Han salido, puntuales, a las ocho de la tarde, de nuevo los vecinos a ovacionar a quienes luchan por la vida. Y está bien, reconozco la buena fe de la gente y su generoso corazón. Pero esto se ha convertido en una rutina ciudadana para tiempos de opresión. Y los medios, que viven de lo superficial, lo resaltan en los informativos. La noticia de las ocho, la antinoticia en realidad, porque es lo previsible de cada día. Lo rutinario es lo que permanece, pero en esta época de confinamiento y miedo, la rutina es un producto y básicamente un autoengaño colectivo. En fin, ha sido una jornada melancólica y sensible.
La ciudad asomada en los balcones para mitigar su vacío. ¡Qué infantil! El Ararteko, (Defensor del Pueblo Vasco) ha iniciado diligencias para determinar si el ruido de las ocho es una ilegalidad. Tiene razón. ¿Con qué derecho se asoman algunos a dar la murga a los demás? Los exhibicionistas han emergido entre la crisis: los cantores, los músicos, los rapsodas, los de Paquito el Chocolatero y el Resistiré…
Ayer, al salir a dejar la basura en el contenedor, escuché a un vecino cantando desde su terraza “blowing in the wind”, como un Bob Dylan de baratillo. Un espanto de cantor y un ruido insoportable que espantaba a pájaros y gaviotas. ¿Con qué derecho martiriza a los vecinos? Si lo suyo es una carrera frustrada de cantante, que se presente a Got Talent o quizás a Operación Triunfo. Es como mi vecino de arriba, que me machaca con sus saltitos a todas horas. He descubierto que sus brincos obedecen a la práctica de la gimnasia. Incluso hace unos días ocupó el portal para realizar allí sus demenciales ejercicios. Era lo que me faltaba: ¡tengo un vecino vigoréxico!
Y así la ciudad, confinada y aburrida, ha sido tomada por vecinos ruidosos y molestos, con toda la vecindad de espectadora. Se ha publicado que algunos vecinos han colocado carteles amenazantes en los portales contra sanitarios y personal que trabaja con los enfermos de coronavirus. No los quieren en sus domicilios mientras dure la pandemia, porque temen que contagian a sus familias. Malditos canallas. Los mismos vecinos que aplauden a las ocho, escupen después su veneno.

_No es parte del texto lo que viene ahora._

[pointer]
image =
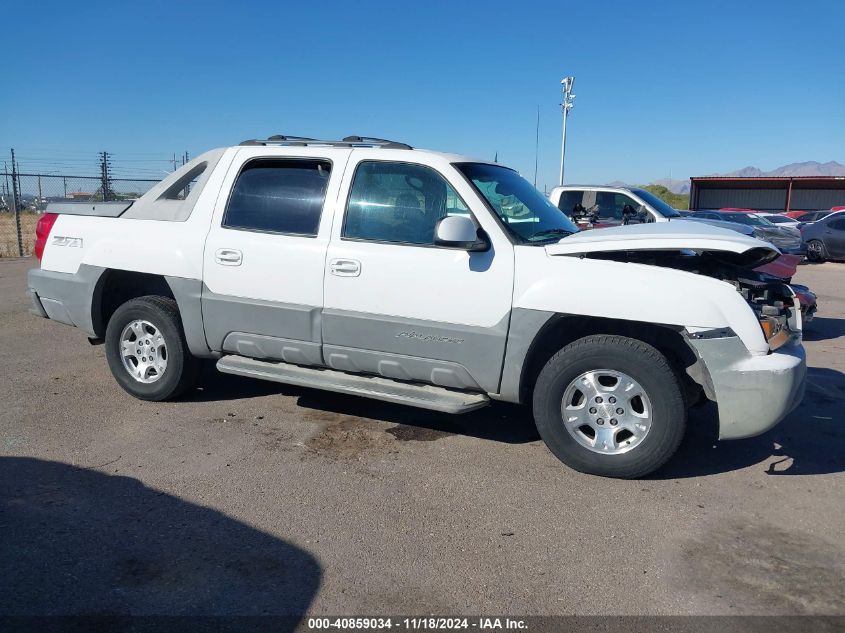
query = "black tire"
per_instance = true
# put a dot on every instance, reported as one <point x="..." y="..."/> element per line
<point x="816" y="251"/>
<point x="182" y="370"/>
<point x="644" y="364"/>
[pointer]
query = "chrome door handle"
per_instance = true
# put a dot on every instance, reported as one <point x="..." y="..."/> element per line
<point x="228" y="256"/>
<point x="345" y="267"/>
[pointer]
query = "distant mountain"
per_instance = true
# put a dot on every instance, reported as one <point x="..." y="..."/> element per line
<point x="808" y="168"/>
<point x="674" y="185"/>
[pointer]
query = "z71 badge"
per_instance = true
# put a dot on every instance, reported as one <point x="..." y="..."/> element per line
<point x="71" y="242"/>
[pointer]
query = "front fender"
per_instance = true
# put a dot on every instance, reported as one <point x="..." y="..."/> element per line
<point x="633" y="292"/>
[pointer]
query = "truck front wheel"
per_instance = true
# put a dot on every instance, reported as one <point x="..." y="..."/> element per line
<point x="146" y="349"/>
<point x="610" y="406"/>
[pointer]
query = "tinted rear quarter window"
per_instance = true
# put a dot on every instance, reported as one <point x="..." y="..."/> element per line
<point x="398" y="202"/>
<point x="279" y="196"/>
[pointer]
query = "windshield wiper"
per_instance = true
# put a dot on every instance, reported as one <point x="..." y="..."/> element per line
<point x="563" y="232"/>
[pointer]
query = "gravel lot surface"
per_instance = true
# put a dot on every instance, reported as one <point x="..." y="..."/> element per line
<point x="249" y="497"/>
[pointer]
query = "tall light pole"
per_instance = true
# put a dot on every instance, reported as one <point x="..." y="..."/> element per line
<point x="566" y="106"/>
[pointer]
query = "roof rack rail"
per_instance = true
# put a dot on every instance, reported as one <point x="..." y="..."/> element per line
<point x="372" y="140"/>
<point x="349" y="141"/>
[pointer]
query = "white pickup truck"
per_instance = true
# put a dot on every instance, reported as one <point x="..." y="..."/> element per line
<point x="367" y="267"/>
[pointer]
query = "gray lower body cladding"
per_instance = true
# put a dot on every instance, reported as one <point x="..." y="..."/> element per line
<point x="65" y="297"/>
<point x="445" y="354"/>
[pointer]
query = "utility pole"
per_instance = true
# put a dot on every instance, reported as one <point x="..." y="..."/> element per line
<point x="105" y="164"/>
<point x="16" y="203"/>
<point x="566" y="106"/>
<point x="537" y="147"/>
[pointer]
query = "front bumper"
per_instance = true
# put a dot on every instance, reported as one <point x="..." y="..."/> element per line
<point x="753" y="393"/>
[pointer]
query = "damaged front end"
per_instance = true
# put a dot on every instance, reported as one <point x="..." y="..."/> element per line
<point x="774" y="302"/>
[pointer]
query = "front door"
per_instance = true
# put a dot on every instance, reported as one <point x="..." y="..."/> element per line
<point x="265" y="254"/>
<point x="396" y="304"/>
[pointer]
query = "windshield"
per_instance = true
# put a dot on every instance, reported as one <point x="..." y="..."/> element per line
<point x="661" y="206"/>
<point x="525" y="212"/>
<point x="746" y="218"/>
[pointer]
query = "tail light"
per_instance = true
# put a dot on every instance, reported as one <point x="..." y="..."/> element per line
<point x="42" y="232"/>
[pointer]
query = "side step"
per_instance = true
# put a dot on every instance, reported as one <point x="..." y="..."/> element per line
<point x="423" y="396"/>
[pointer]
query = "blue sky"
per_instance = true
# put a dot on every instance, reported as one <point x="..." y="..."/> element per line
<point x="662" y="87"/>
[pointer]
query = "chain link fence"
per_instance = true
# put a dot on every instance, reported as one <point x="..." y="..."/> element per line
<point x="24" y="197"/>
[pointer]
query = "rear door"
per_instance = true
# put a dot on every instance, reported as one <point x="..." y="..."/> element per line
<point x="265" y="253"/>
<point x="396" y="304"/>
<point x="834" y="237"/>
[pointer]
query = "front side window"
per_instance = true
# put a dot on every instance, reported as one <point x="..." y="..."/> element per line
<point x="398" y="202"/>
<point x="571" y="202"/>
<point x="663" y="207"/>
<point x="525" y="212"/>
<point x="279" y="196"/>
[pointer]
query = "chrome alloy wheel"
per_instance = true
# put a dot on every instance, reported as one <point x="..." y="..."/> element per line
<point x="606" y="411"/>
<point x="815" y="248"/>
<point x="143" y="351"/>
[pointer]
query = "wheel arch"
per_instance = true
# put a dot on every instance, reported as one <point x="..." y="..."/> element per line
<point x="562" y="329"/>
<point x="116" y="286"/>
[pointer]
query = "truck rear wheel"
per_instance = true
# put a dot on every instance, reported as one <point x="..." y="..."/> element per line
<point x="146" y="349"/>
<point x="610" y="406"/>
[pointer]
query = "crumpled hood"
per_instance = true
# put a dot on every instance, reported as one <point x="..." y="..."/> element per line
<point x="701" y="238"/>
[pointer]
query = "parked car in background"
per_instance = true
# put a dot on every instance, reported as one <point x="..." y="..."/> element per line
<point x="788" y="241"/>
<point x="825" y="238"/>
<point x="599" y="206"/>
<point x="781" y="219"/>
<point x="812" y="216"/>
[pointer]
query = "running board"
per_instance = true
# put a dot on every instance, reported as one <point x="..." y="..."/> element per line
<point x="415" y="395"/>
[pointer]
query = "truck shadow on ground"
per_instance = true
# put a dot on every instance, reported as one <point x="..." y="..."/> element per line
<point x="810" y="441"/>
<point x="80" y="542"/>
<point x="824" y="329"/>
<point x="501" y="422"/>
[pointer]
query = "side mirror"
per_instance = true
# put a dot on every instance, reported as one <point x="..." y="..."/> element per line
<point x="458" y="231"/>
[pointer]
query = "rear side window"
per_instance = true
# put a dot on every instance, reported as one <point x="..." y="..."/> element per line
<point x="279" y="196"/>
<point x="570" y="201"/>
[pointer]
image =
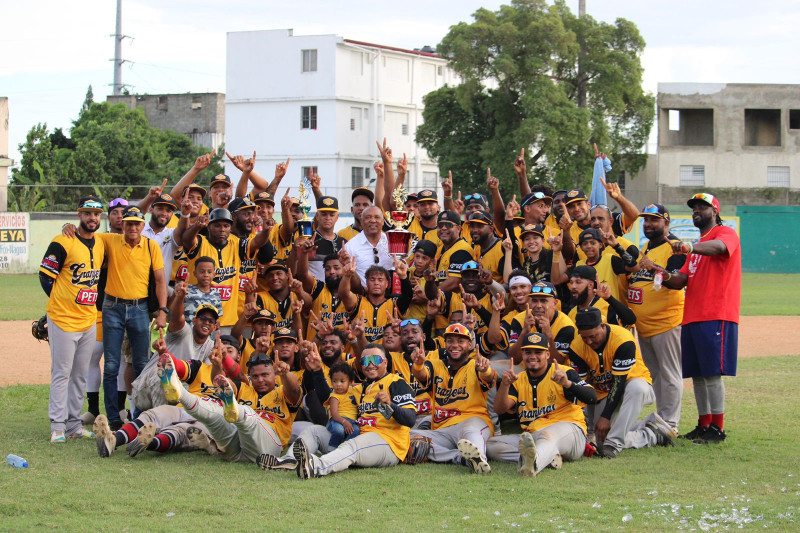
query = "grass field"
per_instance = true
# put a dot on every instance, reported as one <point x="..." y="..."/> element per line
<point x="22" y="298"/>
<point x="750" y="481"/>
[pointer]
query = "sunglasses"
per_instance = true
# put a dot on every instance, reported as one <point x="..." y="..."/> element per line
<point x="374" y="360"/>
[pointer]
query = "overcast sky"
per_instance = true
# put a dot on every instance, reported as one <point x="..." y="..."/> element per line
<point x="53" y="50"/>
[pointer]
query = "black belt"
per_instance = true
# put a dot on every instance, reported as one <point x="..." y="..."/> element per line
<point x="125" y="301"/>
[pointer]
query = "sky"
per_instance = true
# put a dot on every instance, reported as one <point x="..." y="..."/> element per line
<point x="179" y="46"/>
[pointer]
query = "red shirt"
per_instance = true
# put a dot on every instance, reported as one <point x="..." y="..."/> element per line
<point x="713" y="291"/>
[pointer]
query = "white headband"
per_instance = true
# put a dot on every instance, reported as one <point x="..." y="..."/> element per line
<point x="518" y="280"/>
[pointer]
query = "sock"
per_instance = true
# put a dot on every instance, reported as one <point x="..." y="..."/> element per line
<point x="94" y="402"/>
<point x="162" y="442"/>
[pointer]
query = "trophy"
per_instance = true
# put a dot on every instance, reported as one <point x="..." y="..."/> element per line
<point x="399" y="237"/>
<point x="305" y="224"/>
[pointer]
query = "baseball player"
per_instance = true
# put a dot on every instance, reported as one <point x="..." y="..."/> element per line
<point x="608" y="358"/>
<point x="458" y="386"/>
<point x="547" y="399"/>
<point x="69" y="275"/>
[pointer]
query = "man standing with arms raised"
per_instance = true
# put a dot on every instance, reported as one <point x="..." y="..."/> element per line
<point x="712" y="276"/>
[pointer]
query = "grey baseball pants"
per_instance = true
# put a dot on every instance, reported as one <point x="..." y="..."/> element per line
<point x="562" y="438"/>
<point x="70" y="353"/>
<point x="244" y="440"/>
<point x="444" y="443"/>
<point x="662" y="355"/>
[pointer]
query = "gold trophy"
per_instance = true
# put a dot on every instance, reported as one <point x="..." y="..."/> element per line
<point x="305" y="223"/>
<point x="399" y="237"/>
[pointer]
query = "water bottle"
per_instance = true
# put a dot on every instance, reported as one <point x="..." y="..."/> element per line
<point x="16" y="461"/>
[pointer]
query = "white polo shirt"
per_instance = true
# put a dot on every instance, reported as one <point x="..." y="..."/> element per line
<point x="364" y="252"/>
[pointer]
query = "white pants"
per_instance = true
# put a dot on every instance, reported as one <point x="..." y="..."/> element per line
<point x="70" y="353"/>
<point x="444" y="445"/>
<point x="562" y="438"/>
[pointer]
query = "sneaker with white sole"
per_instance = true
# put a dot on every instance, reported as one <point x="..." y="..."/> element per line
<point x="473" y="457"/>
<point x="227" y="395"/>
<point x="104" y="437"/>
<point x="527" y="455"/>
<point x="81" y="433"/>
<point x="266" y="461"/>
<point x="146" y="434"/>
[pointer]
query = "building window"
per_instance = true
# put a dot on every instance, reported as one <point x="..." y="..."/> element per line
<point x="778" y="177"/>
<point x="693" y="175"/>
<point x="309" y="120"/>
<point x="356" y="177"/>
<point x="309" y="60"/>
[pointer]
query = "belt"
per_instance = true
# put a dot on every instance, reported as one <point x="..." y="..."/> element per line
<point x="125" y="301"/>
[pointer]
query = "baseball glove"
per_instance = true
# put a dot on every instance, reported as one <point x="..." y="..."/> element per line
<point x="418" y="451"/>
<point x="39" y="329"/>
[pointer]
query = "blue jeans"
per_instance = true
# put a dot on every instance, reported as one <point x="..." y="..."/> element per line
<point x="338" y="434"/>
<point x="117" y="319"/>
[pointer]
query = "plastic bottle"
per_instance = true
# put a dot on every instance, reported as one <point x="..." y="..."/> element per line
<point x="16" y="461"/>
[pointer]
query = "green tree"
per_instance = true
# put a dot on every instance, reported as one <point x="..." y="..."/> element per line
<point x="523" y="72"/>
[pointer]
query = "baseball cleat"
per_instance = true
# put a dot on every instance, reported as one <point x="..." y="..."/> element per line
<point x="104" y="437"/>
<point x="305" y="463"/>
<point x="226" y="394"/>
<point x="527" y="455"/>
<point x="146" y="434"/>
<point x="197" y="439"/>
<point x="170" y="382"/>
<point x="81" y="433"/>
<point x="266" y="461"/>
<point x="473" y="457"/>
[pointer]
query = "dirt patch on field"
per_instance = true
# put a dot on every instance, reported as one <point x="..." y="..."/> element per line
<point x="23" y="359"/>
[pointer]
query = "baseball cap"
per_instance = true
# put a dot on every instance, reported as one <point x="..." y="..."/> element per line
<point x="585" y="272"/>
<point x="655" y="210"/>
<point x="575" y="195"/>
<point x="220" y="179"/>
<point x="117" y="202"/>
<point x="535" y="229"/>
<point x="449" y="216"/>
<point x="90" y="204"/>
<point x="263" y="197"/>
<point x="588" y="318"/>
<point x="480" y="217"/>
<point x="427" y="195"/>
<point x="264" y="314"/>
<point x="328" y="203"/>
<point x="537" y="341"/>
<point x="285" y="333"/>
<point x="276" y="264"/>
<point x="426" y="247"/>
<point x="589" y="234"/>
<point x="166" y="199"/>
<point x="544" y="288"/>
<point x="458" y="330"/>
<point x="363" y="191"/>
<point x="132" y="214"/>
<point x="208" y="307"/>
<point x="705" y="198"/>
<point x="532" y="197"/>
<point x="240" y="204"/>
<point x="220" y="214"/>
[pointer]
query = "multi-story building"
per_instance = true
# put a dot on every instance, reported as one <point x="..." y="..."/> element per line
<point x="323" y="101"/>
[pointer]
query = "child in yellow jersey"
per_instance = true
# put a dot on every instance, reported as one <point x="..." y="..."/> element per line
<point x="342" y="405"/>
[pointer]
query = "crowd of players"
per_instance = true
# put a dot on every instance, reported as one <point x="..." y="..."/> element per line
<point x="239" y="336"/>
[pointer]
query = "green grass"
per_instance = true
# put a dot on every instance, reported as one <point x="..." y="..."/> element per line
<point x="22" y="298"/>
<point x="753" y="476"/>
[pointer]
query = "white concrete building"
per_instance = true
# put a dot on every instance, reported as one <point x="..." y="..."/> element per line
<point x="323" y="101"/>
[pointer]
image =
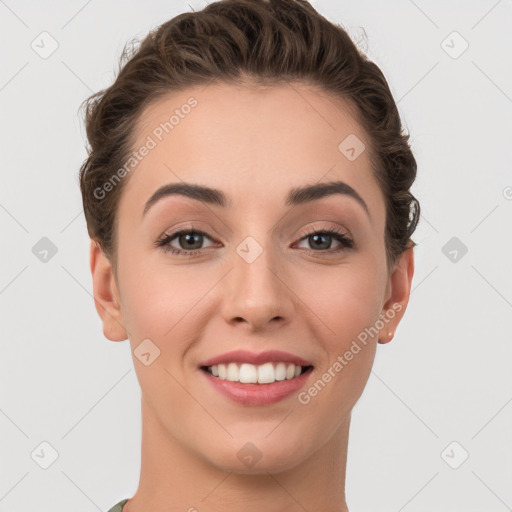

Ya ha anochecido. Y me siento reconfortado tras haber visto los tres últimos capítulos de “La Amiga Estupenda”, correspondiente al segundo libro de la tetralogía de Elena Ferrante, “Las dos amigas”. Una gozada poética y realista en la que confluyen amor, amistad, miseria, violencia, libros y superación. Pudiendo llenarse de belleza, ¿para qué demonios se necesita el ruido de los vecinos infelices? El único balcón aceptable sería el de Julieta, al que trepó Romeo para amarla. Es ficción, lo sé, aunque en Verona tienen montado un lugar de peregrinación donde los enamorados de todo el mundo dejan cartas de amor. Nada de eso tenemos por aquí. Se recurre a lo fácil, al ruido.